KUALA LUMPUR (Jan 31): Analysts expect forward earnings growth on CapitaLand Malaysia Trust (CLMT) to be mainly backed by positive rental reversions and stable occupancy rates.

According to TA Securities, CLMT achieved a 24% year-on-year (y-o-y) increase in realised net profit, reaching RM111.2 million, excluding fair value gains on investment properties.

This performance aligns well with analysts' expectations, meeting 101% and 105% of TA Securities and consensus full-year forecasts, respectively.

“In the fiscal year of 2023 (FY2023), distribution per unit (DPU) has increased 4% y-o-y to 4.2 sen, primarily attributed to a 24% increase in the weighted average number of units following a private placement exercise,” according to TA Securities.

“This translates into an attractive dividend yield of 7.3%, net property income (NPI) also rose significantly by 43% to RM217.4 million, boosted by contributions from Queensbay Mall and Valdor Logistics Hub, alongside improved revenues from other malls in CLMT's portfolio,” it said.

Despite these successes, the trust also faced challenges, such as 82% y-o-y jump in finance costs due to increased borrowings and higher average cost of debt (4.07% in FY 2023, compared to 3.24% in FY2022), highlighted by TA Securities.

“We maintain our 'buy' call on CLMT with a target price of 68 sen (from 63 sen), based on the CLMT’s valuation at a lower target yield of 7% (previously 7.25%),” it said.

Meanwhile, Maybank Investment Bank (Maybank IB) Research maintained its 'hold' rating with a higher target price of 59 sen (previously 56 sen) on CLMT, noting that the trust’s fourth-quarter results were in line with expectations.

Maybank IB said CLMT declared the final gross DPU for FY2023 at 4.17 sen, adjusted its FY2024/2025 earnings forecasts and raised its target price slightly, reflecting the trust’s steady growth backed by new asset contributions and positive rental reversions.

Separately, Kenanga Research echoed a similar sentiment which maintains its 'market perform' rating but with a slightly increased target price of 58 sen (from 53 sen).

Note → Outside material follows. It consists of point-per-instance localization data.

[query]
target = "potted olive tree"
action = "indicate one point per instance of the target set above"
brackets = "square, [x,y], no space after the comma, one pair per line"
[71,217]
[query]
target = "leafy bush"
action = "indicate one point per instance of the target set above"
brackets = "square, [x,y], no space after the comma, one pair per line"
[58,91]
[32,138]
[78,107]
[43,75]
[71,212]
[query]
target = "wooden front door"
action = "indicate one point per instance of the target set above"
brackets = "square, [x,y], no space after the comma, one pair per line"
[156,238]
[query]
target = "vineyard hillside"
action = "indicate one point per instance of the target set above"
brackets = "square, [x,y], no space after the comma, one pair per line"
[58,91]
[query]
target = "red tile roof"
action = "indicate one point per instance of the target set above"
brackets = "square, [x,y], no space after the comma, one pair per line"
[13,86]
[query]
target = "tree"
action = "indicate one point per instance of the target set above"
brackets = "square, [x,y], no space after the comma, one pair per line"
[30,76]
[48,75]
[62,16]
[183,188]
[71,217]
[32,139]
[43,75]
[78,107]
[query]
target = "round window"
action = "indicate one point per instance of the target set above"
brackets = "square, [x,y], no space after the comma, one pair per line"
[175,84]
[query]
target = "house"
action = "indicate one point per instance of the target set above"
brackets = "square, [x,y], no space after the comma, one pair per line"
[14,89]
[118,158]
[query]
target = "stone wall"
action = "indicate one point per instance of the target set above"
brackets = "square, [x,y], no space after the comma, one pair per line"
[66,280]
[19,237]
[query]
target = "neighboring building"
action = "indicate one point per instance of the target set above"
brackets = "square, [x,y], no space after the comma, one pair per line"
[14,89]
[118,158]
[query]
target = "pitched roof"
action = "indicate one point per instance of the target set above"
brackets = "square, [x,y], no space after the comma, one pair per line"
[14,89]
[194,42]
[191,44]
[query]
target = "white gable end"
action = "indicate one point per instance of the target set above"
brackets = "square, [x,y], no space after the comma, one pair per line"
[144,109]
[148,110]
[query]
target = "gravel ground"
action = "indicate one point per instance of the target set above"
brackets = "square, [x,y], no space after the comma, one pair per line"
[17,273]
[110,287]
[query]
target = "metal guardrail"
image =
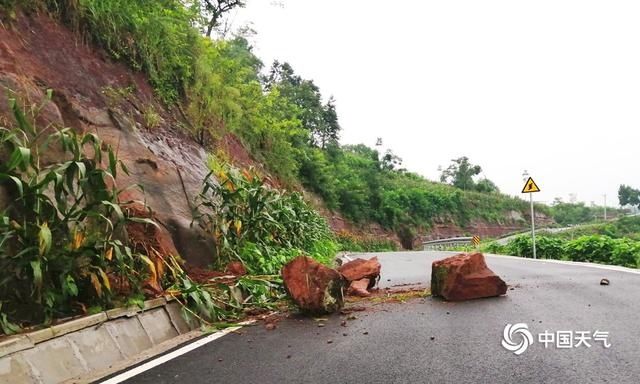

For Kenanga Research, CLMT’s FY2023 core net profit and DPU exceeded its expectations, with a final DPU of 1.09 sen (full-year FY2023: 4.17 sen) also surpassing its forecast of 3.9 sen for FY2023, due to better-than-expected occupancy and rental revenue.

Kenanga Research also highlighted CLMT’s resilient earnings amid a competitive market, particularly in Klang Valley and its strategic diversification into the industrial and logistics sector.

At the time of writing, CLMT shares were up 1.5 sen or 2.63% to 58.5 sen, market capitalisation stood at RM1.62 billion.